Yes indeed Japan hires foreigners! But depending on the kind of job you want, there may be certain requirements such as a particular visa or a university degree. For employment by an English school, a spousal visa or a degree is most often required. The alternative is finding a Japanese local company that will sponsor your visa. For hospitality work, to legally gain employment it depends on the type of license the bar or restaurant has. For example, with a student visa you may be ok to work in restaurants, but not bars or Hooters.
Japan, a center of a prominent and abundant culture, has been on the bucket list of Western foreigners and neighboring Asian countries alike. After all, it is filled to the brim with promising attractions found exclusively in the land of the rising sun. Japan is astonishingly versatile in that it is a highly advanced country regarding modern technology. However, it is still observing the oldest of their traditions that have existed for thousands of years. The latter explains why Japanese people have maintained a polite and respectful custom- more reason to love the country when you finally decide to pick up your passport.
So if you’re interested in pursuing employment opportunities in Japan, it’s important to familiarize yourself with the country’s hiring practices and working conditions. With the right qualifications and language skills, you could find a fulfilling career in this amazing country! Does Japan hire foreigners? Let’s find out
Does Japan Hire Foreigners? How, When, and Why?
It is not a new concept that foreigners have flocked to Japan- some for leisure and some for residence. In 2017 alone, 53.5% of the 99 000 immigrants went to the country permanently. Also, around 218 000 permits are available to temporary and seasonal labor migrants. With the continuous rising of migration rates, Japan implemented what is known to be a historic immigration reform last April of 2019. This reform allowed for more accommodating visa programs that helped 345,000 immigrants relocate to Japan for the next five years. The reform enabled residence for low-skilled workers for up to five years. Meanwhile, foreigners with specialized skills are open for an indefinite time.
But back in the 1960s, Japan had an existing immigration policy that allowed foreign workers (mainly Koreans and Chinese) to take residence in their country. However, this only applied to highly skilled workers. In contrast, low and unskilled workers cannot gain entry to the country. A reform happened in the 1980s when there were more jobs than workers. But this only involved easing the restrictions for some because unskilled workers and low-skilled ones still had to fight for their spots.

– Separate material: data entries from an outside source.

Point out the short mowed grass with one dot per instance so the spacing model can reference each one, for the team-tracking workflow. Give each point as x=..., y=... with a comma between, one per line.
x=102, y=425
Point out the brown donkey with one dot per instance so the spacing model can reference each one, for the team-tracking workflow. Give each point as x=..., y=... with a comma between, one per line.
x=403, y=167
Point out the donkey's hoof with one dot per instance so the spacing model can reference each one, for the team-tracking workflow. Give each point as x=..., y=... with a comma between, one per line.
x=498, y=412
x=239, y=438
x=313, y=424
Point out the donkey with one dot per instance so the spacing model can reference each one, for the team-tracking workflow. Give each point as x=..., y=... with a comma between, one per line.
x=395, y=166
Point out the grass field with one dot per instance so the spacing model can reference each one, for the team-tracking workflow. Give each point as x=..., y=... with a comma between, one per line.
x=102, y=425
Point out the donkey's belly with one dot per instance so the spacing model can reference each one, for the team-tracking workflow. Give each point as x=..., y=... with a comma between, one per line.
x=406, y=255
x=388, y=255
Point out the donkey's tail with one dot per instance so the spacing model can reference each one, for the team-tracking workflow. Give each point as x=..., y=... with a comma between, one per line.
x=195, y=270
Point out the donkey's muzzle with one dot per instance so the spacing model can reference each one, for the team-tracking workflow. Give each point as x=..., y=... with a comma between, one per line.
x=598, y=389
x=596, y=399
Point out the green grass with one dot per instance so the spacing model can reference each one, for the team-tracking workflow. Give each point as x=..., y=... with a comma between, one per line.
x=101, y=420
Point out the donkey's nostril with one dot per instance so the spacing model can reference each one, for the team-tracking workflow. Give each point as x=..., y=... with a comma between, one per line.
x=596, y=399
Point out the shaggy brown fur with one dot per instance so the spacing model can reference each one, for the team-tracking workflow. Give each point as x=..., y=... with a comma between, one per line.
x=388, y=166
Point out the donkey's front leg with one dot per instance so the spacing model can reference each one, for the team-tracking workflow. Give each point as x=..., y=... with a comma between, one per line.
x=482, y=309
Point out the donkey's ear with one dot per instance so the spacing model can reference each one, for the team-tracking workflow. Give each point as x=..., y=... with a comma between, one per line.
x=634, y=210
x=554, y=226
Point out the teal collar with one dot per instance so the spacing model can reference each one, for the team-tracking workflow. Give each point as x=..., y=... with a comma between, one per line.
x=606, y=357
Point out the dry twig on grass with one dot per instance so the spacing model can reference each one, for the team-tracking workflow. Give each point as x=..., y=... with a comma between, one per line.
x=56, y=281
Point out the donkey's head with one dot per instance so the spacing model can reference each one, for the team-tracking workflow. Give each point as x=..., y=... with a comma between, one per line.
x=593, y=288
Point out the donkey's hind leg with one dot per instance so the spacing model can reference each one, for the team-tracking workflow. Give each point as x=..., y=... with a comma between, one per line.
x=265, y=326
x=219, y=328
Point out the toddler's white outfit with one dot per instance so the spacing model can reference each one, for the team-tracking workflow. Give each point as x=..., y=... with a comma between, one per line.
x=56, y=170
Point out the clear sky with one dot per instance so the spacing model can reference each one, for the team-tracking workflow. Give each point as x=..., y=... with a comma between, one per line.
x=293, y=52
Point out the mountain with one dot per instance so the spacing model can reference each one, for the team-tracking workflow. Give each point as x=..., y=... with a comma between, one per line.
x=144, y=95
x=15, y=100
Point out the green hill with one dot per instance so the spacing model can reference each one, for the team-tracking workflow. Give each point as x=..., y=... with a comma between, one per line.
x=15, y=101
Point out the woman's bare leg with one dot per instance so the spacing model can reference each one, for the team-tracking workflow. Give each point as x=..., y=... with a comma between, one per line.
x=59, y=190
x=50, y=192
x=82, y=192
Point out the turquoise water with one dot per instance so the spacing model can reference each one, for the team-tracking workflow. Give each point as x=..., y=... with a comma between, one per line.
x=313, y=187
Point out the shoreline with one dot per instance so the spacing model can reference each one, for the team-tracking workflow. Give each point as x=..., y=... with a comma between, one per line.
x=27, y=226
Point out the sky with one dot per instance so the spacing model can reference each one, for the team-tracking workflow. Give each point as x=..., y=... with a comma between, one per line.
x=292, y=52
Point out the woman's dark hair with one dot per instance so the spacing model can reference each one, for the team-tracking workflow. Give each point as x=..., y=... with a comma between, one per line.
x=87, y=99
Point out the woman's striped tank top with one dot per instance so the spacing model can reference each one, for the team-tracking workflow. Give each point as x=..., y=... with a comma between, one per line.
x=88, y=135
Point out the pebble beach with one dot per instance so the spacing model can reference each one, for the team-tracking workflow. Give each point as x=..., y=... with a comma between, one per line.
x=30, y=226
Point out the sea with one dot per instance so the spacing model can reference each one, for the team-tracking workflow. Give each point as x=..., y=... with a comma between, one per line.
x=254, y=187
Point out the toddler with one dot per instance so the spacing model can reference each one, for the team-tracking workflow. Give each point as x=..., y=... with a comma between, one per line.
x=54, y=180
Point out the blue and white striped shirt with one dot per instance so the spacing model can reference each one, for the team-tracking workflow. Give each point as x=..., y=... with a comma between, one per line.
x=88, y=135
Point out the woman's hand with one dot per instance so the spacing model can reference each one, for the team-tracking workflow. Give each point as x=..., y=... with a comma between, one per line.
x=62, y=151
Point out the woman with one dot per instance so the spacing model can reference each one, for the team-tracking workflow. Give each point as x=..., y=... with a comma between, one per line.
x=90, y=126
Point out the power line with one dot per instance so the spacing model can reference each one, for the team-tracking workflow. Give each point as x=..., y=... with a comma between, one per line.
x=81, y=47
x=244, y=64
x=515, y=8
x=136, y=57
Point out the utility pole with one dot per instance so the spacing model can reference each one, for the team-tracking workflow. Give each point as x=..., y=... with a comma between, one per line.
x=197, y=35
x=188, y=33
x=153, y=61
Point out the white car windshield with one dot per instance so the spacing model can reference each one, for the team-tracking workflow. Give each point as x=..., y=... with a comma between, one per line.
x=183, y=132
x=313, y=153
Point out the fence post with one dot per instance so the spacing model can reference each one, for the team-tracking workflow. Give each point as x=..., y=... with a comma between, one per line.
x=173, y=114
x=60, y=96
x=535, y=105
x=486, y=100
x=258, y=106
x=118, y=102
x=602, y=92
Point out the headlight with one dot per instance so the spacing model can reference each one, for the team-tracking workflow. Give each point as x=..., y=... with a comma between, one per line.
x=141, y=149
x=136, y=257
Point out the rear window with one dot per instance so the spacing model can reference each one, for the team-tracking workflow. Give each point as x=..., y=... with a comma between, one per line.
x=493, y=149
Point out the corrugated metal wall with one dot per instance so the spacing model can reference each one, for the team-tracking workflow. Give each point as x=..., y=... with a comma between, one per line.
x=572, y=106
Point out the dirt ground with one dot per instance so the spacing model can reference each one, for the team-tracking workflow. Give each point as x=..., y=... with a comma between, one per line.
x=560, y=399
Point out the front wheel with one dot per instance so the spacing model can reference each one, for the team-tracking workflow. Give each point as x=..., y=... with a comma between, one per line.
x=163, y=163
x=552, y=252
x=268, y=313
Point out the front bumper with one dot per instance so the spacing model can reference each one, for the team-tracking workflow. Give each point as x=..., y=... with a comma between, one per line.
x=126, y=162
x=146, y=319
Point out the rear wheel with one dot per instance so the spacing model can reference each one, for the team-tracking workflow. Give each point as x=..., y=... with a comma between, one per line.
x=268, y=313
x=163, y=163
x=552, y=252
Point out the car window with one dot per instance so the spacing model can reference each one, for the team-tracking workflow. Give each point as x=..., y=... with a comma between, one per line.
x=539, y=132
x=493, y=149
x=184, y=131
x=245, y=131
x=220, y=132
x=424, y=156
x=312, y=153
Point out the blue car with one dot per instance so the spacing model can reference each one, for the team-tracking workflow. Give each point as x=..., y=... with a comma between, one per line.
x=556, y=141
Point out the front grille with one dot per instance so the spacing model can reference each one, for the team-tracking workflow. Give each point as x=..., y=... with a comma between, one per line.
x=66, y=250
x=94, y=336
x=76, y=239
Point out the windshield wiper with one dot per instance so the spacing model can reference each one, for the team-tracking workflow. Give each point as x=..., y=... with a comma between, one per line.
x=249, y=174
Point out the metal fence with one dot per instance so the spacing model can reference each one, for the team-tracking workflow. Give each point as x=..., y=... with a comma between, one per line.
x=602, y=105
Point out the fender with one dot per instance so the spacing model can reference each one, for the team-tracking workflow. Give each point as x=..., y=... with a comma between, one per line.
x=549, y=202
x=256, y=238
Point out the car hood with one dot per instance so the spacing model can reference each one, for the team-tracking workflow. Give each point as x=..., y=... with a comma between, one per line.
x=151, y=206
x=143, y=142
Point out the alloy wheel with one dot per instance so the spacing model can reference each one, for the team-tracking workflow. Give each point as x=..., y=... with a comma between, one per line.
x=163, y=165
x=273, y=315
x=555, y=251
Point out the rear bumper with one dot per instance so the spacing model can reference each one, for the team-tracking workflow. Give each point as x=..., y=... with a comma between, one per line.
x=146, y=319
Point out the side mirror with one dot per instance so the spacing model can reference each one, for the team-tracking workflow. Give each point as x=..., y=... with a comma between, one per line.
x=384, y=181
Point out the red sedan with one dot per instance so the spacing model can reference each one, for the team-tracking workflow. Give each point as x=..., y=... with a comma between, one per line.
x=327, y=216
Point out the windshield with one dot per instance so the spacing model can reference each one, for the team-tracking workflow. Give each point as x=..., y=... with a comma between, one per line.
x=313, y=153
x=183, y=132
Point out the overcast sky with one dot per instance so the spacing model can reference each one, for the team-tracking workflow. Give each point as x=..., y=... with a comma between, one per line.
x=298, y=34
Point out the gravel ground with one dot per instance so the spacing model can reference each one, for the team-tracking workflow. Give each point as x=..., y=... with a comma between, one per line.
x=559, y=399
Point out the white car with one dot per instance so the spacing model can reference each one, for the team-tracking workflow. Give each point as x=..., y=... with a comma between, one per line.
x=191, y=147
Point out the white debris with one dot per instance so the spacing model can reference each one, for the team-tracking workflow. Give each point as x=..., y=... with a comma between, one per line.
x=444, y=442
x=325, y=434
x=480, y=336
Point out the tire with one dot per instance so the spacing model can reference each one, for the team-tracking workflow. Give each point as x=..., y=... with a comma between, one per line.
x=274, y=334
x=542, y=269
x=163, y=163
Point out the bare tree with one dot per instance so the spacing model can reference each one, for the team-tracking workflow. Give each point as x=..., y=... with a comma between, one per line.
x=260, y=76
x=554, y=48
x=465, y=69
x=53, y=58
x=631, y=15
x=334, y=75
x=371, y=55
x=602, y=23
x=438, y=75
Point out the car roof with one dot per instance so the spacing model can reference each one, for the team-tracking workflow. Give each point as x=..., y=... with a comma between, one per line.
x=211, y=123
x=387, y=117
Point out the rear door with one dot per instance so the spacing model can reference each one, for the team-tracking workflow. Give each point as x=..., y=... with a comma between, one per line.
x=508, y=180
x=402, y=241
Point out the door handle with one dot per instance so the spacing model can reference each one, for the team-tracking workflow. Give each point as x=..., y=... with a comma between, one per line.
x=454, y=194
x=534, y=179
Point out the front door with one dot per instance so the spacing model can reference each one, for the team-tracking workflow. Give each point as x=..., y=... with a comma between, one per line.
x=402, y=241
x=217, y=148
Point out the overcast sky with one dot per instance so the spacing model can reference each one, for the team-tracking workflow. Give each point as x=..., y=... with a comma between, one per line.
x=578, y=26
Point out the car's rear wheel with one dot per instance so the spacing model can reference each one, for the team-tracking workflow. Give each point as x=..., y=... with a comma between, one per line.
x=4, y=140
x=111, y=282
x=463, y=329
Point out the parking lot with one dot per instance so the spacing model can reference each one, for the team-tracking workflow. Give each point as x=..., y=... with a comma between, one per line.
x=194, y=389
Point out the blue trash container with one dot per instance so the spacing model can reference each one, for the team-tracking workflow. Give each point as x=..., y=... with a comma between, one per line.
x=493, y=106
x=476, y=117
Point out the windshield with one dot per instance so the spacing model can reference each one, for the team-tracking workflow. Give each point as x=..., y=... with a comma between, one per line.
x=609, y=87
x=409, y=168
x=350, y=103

Modern times have allowed for changes that have been beneficial for both foreigners and locals. Japan expects foreign workers to contribute 40% in the net increase among highly skilled labor in the upcoming four years, according to Showa Women’s University business professor Naohiro Yashiro. Residents of Japan have shown positive responses and have been most accommodating to the growing population of foreigners. Compared to European and American nations, where conflicting opinions on immigration and national identity have made it difficult for foreigners to feel at ease, Japan’s reception has been favorable.
Job Hunting in Japan
Does Japan hire foreigners? Let go of your fears because the answer is yes. Whether you are looking for a full-time, part-time, or freelance job in Japan, many jobs are available for you to choose from.
· Full-Time Jobs
As a native-tongue-speaking country, Japan is on the lookout for English-speaking workers of different ethnicity to teach English to the locals. This job will be a merry walk in the park if you have an impressive command of the English language, among other attributes. Moreover, you’ll be able to immerse yourself as an ESL teacher in Japanese culture because you will be working directly with your students.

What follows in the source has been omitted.